There are these merge modes:

  • deep_merge_append (default)
  • deep_merge_prepend
  • deep_merge
  • merge

The default merge mode is deep_merge_append.

Deep merge append/prepend #

The merge modes deep_merge_append and deep_merge_prepend recursively merge sections (keys) that hold maps (hashes), and concatenates sequences (arrays) by either appending or prepending to the sequence in the importing config.

- source: one.yml
  mode: deep_merge_append
- source: other.yml
  mode: deep_merge_prepend

Deep merge #

The merge mode deep_merge recursively merges sections (keys) that hold maps (hashes), but overwrites sequences (arrays).

- source: one.yml
  mode: deep_merge # deep merge

This mode first merges your .travis.yml contents into the one.yml file (i.e., items in the .travis.yml file “win”, if the merge mode deep_merge would be used and will overwrite keys on respective levels in one.yml).


  - source: one.yml
  mode: deep_merge # deep merge
  - source: two.yml
  mode: deep_merge # deep merge

This mode first merges your .travis.yml contents into the one.yml file (overwriting, if required, sections in one.yml with content from .travis.yml). The results are merged into the two.yml file (again, items in the result of the previous merge win over what’s in this one, as the deep_merge mode is specified here).
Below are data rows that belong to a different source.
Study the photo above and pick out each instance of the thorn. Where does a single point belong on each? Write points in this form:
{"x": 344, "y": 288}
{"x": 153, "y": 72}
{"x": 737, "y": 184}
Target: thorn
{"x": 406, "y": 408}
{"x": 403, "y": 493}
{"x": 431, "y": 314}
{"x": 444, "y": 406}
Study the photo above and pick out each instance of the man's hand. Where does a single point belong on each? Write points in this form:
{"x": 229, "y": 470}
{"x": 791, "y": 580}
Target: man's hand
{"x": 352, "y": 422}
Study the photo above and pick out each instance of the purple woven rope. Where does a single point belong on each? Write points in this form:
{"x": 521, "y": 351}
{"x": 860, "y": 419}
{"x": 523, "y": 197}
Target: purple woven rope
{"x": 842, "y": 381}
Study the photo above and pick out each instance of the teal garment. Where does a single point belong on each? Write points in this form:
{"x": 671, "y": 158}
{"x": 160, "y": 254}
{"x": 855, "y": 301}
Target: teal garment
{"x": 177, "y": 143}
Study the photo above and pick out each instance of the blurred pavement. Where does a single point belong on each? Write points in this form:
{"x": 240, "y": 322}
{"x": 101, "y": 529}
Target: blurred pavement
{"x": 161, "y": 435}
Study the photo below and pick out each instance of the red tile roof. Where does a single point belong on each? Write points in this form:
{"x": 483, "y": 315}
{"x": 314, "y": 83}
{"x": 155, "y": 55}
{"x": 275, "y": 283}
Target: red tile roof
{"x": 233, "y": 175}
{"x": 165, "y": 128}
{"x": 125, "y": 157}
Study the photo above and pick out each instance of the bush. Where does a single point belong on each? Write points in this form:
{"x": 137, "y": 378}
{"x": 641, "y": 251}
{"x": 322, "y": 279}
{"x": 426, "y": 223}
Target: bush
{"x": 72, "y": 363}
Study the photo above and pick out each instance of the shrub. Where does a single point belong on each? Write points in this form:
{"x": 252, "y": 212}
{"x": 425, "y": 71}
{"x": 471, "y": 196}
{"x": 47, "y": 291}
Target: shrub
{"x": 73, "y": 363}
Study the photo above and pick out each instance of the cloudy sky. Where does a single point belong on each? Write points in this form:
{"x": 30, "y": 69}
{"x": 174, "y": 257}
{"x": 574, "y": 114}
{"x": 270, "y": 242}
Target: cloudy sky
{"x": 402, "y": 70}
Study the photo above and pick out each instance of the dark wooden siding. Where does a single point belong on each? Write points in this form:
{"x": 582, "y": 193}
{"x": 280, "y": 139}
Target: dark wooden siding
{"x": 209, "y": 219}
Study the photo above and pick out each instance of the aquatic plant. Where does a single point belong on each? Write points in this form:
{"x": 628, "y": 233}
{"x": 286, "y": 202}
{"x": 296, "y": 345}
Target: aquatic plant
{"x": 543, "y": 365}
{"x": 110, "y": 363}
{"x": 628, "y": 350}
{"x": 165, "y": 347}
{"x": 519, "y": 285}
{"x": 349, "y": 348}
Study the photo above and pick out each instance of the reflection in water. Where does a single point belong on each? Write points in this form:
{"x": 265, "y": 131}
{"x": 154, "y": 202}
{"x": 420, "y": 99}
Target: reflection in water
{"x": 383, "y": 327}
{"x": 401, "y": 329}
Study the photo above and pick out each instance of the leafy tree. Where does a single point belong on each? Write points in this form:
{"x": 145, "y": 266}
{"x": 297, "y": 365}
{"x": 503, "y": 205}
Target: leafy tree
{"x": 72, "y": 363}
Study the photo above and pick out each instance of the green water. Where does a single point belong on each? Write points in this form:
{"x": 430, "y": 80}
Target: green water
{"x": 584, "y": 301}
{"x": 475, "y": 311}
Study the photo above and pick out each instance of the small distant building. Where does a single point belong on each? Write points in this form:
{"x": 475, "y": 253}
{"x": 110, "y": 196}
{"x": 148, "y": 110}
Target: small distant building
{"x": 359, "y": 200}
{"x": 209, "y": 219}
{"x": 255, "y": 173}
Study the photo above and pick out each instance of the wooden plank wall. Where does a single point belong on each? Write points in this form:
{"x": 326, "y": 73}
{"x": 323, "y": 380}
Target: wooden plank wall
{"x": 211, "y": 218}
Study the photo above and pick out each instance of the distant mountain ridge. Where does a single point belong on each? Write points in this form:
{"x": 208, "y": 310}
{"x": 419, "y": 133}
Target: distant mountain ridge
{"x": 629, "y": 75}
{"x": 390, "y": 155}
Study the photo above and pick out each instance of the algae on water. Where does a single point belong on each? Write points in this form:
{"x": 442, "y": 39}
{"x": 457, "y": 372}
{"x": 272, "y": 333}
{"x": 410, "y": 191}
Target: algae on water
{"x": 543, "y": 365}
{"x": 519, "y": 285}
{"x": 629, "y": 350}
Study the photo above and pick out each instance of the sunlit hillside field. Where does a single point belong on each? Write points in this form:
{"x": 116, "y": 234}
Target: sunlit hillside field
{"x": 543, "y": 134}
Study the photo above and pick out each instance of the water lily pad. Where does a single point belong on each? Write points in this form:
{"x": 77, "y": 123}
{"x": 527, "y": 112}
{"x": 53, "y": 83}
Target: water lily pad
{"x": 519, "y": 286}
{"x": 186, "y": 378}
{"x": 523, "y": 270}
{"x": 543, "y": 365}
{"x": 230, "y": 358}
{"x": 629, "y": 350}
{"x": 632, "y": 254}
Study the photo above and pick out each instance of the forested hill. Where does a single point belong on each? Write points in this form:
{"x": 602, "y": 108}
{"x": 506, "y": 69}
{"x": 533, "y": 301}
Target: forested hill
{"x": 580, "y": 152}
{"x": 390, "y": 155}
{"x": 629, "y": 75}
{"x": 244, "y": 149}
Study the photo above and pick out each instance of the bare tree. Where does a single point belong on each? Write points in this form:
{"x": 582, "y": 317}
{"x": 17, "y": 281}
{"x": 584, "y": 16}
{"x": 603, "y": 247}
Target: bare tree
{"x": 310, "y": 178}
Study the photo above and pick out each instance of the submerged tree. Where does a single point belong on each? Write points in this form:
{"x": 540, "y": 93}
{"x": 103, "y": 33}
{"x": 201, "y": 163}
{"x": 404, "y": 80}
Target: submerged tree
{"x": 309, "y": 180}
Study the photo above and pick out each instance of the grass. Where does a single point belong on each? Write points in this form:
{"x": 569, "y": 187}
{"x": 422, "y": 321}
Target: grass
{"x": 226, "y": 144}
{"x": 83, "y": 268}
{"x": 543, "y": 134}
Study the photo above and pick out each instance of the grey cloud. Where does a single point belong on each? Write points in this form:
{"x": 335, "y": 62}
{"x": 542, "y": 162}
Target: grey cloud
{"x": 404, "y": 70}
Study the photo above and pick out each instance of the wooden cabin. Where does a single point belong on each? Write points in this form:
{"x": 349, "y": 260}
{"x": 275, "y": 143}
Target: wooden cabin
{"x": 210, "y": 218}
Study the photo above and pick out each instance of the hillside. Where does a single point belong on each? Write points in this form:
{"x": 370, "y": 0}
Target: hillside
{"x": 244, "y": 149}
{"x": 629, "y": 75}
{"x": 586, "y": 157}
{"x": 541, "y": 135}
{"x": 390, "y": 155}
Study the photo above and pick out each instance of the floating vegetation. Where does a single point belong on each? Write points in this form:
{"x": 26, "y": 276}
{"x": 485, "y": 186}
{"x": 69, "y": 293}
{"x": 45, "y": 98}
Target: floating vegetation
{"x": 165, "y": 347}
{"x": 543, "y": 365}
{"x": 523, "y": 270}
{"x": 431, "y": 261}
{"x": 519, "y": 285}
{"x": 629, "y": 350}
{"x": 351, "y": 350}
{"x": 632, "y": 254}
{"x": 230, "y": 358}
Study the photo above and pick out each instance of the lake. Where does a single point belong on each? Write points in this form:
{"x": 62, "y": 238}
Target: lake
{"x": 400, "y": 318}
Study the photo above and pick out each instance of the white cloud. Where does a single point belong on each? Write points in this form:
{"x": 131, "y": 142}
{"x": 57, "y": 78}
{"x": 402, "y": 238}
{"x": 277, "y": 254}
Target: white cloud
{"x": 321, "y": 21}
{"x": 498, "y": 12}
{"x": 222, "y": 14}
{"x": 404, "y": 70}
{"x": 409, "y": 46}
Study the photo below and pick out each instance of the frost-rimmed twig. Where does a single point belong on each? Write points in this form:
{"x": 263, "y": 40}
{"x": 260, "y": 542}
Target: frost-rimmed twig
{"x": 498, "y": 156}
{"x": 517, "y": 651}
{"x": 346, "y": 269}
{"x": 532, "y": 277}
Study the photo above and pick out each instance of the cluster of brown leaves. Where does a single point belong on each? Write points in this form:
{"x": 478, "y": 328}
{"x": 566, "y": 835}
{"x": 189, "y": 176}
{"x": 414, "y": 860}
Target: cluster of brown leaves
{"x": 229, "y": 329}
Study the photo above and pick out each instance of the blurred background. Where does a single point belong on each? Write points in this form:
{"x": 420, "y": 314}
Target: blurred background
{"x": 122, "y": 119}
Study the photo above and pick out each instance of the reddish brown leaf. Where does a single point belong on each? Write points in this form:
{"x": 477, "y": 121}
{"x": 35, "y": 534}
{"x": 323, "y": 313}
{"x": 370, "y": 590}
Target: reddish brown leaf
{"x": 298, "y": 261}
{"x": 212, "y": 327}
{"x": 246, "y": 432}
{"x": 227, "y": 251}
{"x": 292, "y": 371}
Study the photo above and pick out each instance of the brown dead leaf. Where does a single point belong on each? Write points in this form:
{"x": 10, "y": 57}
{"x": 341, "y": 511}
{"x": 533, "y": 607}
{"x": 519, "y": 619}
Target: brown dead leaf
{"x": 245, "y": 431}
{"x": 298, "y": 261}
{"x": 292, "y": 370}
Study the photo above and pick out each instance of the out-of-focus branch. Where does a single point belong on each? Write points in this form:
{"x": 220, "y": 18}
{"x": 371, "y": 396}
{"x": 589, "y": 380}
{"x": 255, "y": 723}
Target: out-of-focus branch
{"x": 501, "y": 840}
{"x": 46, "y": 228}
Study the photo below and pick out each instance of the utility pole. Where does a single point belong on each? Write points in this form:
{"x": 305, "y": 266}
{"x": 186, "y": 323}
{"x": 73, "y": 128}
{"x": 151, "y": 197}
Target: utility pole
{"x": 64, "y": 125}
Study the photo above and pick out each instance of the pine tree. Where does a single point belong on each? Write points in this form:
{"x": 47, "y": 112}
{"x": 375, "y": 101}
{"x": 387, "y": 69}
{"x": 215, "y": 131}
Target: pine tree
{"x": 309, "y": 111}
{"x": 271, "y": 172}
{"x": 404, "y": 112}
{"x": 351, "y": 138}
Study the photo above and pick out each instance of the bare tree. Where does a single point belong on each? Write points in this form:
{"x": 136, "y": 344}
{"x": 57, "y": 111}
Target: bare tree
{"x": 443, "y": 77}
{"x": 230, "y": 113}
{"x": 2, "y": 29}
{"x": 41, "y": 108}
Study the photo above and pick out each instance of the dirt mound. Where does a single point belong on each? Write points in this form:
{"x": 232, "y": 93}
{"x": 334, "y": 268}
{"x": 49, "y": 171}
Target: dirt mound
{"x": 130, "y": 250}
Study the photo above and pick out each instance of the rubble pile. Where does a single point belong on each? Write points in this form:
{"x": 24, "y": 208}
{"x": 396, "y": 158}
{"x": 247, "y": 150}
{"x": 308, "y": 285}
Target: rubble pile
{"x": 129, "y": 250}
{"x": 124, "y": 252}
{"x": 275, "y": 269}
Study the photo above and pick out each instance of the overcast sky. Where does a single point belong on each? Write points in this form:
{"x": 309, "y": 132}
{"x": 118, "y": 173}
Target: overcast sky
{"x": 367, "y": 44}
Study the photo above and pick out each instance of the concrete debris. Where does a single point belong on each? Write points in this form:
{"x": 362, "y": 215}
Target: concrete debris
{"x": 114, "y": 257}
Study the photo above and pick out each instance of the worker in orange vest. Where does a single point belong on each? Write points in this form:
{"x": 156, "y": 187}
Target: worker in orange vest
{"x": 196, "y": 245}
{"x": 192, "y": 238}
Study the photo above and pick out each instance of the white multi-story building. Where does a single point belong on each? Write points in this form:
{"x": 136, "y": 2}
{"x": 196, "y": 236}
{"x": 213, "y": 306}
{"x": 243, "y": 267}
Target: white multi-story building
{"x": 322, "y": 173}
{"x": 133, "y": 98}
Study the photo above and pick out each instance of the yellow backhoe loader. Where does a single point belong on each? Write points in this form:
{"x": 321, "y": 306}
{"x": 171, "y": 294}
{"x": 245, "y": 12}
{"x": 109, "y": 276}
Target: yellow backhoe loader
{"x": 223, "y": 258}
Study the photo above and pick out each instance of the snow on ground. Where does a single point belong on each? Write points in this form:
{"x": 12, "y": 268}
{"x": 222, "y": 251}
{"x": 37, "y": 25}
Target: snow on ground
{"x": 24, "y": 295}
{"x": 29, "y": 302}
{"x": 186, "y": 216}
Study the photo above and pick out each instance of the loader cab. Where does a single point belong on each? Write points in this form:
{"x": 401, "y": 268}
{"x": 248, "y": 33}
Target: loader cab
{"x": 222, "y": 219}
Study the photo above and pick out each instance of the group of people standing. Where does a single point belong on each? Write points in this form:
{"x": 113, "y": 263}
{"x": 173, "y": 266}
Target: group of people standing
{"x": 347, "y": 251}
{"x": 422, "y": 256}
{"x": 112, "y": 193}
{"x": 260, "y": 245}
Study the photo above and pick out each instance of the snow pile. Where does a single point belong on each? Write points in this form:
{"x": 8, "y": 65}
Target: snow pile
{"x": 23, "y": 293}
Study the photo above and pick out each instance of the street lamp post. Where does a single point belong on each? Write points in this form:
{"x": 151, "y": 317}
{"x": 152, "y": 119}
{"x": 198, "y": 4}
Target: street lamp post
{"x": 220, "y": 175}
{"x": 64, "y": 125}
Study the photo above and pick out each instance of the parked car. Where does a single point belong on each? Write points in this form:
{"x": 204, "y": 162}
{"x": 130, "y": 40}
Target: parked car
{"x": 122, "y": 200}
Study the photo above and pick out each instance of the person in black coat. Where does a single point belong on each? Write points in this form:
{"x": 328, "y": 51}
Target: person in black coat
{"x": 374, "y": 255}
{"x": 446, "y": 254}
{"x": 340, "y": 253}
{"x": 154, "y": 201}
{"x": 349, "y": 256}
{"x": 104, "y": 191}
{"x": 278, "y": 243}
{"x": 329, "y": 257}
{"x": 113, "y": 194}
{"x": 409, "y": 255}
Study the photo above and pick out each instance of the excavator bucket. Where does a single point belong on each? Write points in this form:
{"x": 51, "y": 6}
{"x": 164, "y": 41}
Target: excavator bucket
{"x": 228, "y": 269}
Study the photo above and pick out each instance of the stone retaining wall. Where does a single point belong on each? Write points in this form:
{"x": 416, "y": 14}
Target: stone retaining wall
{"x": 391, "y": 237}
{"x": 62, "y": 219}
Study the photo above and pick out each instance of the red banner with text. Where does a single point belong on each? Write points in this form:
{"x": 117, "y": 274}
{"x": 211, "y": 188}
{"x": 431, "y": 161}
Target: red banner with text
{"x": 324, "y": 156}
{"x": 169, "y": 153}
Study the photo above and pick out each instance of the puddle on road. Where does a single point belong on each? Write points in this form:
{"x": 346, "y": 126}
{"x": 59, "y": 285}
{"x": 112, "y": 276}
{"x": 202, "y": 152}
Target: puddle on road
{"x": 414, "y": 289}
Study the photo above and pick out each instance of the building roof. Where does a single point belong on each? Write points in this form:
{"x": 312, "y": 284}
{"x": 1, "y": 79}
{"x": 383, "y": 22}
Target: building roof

The reasoning behind this is that in many cases when you import something to your .travis.yml file, you want to be able to overwrite or customize that imported configuration with config in your .travis.yml file.

Merge #

The merge mode merge performs a shallow merge.

This means that root level sections (keys) defined in your .travis.yml will overwrite root level sections (keys) that are also present in the imported file.

- source: one.yml
  mode: merge # shallow merge

Import precedence #

When triggering a build through the Travis API or the web UI, the order of ascending precedence is:

  • Config from the API build request payload, if given
  • Imported configs from the API build request payload, if given, in the order listed (following a depth-first search pattern in case those imported configs import other configs)
  • Config from .travis.yml
  • Imported configs from .travis.yml, in the order listed (following a depth-first search pattern in case those imported configs import other configs).


Can I import a shared build config at a specific job level? #

No. The parsed YAML trees must be merged. Thus, the import keyword is accepted only at the root level. If it suits your scenario, you can specify your job template in, e.g., job.yml and import it into your .travis.yml with the mode: deep_merge, adding in the .travis,yml specifics to be overridden in the imported template.

Is it possible to create and use anchors via the shared configs mechanism? #

Unfortunately, it’s not supported. As much as we encourage using YAML as a build configuration language, anchors and aliases, referring to these anchors must be defined and used within a single .yml file and will be expanded before any import action (merging parse trees) occurs. For the same reason, attempts to assign an anchor within .travis.yml to an imported key will not work — both .travis.yml and imported.yml must be parsed before the merge action can occur.